In The Two-Thousands
In the two-thousands, I left the only home I had ever known. I learned that you can gain a new home without losing the first.
I failed for the first time – a driver’s test. I survived the experience.
I had my first job, and found unexpected joy in the early-morning sun streaming in through the windows and the smell of fresh-baked bread.
I spent long warm summer hours watching airplane contrails crisscross the sky, wondering what journeys their passengers were beginning.
I was told that I was special. I was given a medal; the ribbon was too long, and it weighed me down like a stone. I was invited to meet the President. But when I came, he was away in Mexico.
I read hundreds of novels, filled my head with stories, populated my world with imaginary characters and adventures.

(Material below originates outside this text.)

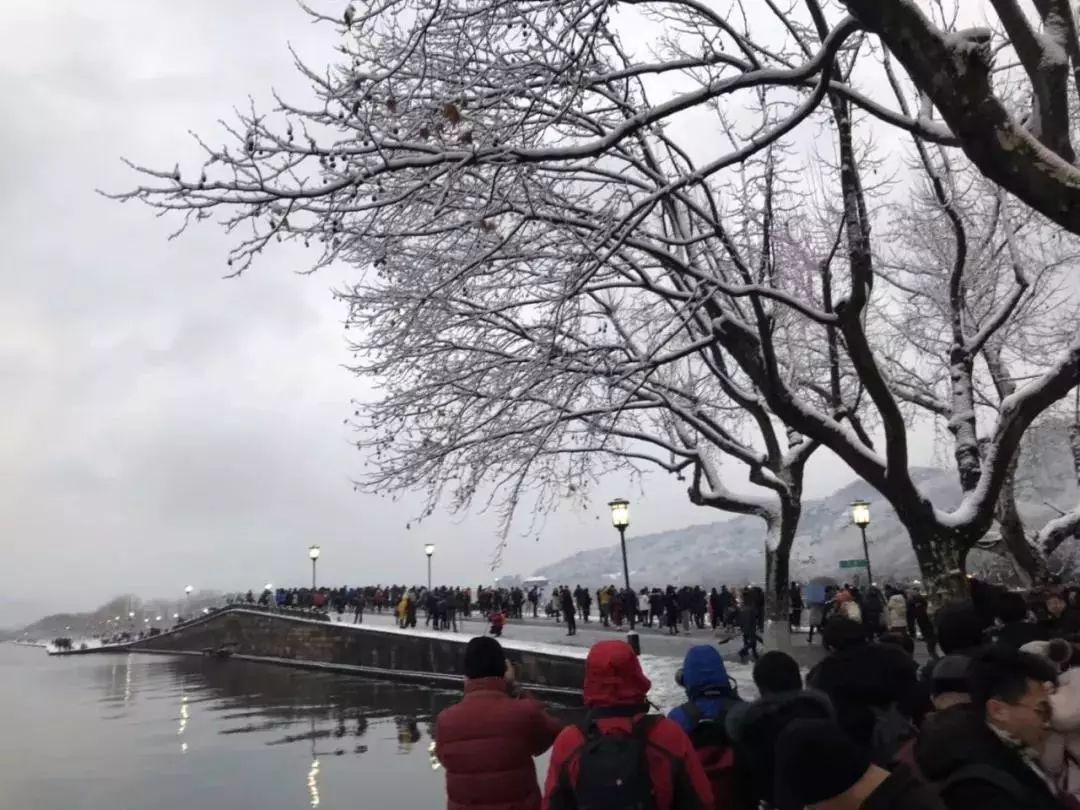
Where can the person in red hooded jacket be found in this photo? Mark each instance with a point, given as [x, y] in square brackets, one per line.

I fought with my parents, and wanted to be far away. Then, when I was, my heart hurt from missing them.
I discovered a love of running – not from anywhere, not to anywhere. Just to be outside and moving and free.

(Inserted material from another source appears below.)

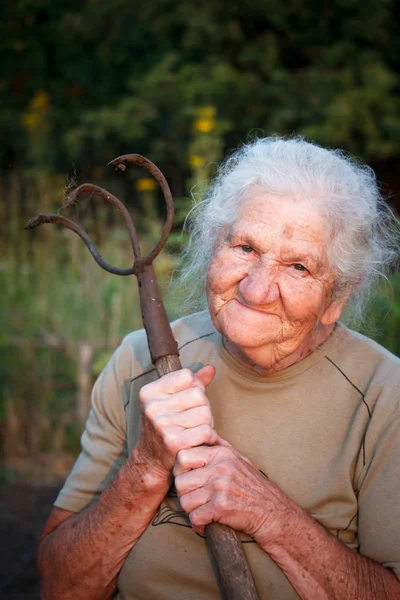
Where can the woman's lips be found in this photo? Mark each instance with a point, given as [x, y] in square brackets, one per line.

I spent a summer in Australia. My memories of it have faded slightly, but I recall the bright colors, the warm, dry air, and the kind smiles of passerby.
I witnessed my grandmother, always so strong and loving, be transformed by cancer – as it stole away her hair, then her strength, her speech, her mind – until there was nothing left and she was gone.
I was not flexible enough to touch my toes. I started doing yoga. I still could not touch my toes. But that was never really the point, anyway.
I spent many winter afternoons walking my dog through the quiet streets of my small town. I marveled in the lack of color: the gray sky melting into the nearly-white snow and faded concrete. The only color came from my dog’s small dark eyes, and the thin bare tree branches reaching ever upward. And my purple jacket.
I collected sea glass, shards of broken bottles worn smooth by the water. My brother quickly gave up, saying that there were too few, and everyone uses plastic bottles these days anyways. But I had no trouble finding them. They sparkled like jewels in the sand.
I rolled down a hill, laughing, grass in my hair.
I took a train to Montana. For two days I stared out the windows, entranced.
I stood on the roof of a tall building in the middle of the night, and wondered if this was what it felt like to be young and reckless.
I kept a journal. I kept many journals. I filled them with youthful scribbles, theoretical musings, records of my days. I do not write in them so much anymore.
I took a course in philosophy. My friend asked me what on earth I thought I would do with a degree in philosophy. Does it matter? I asked.
And that was the end of the two-thousands.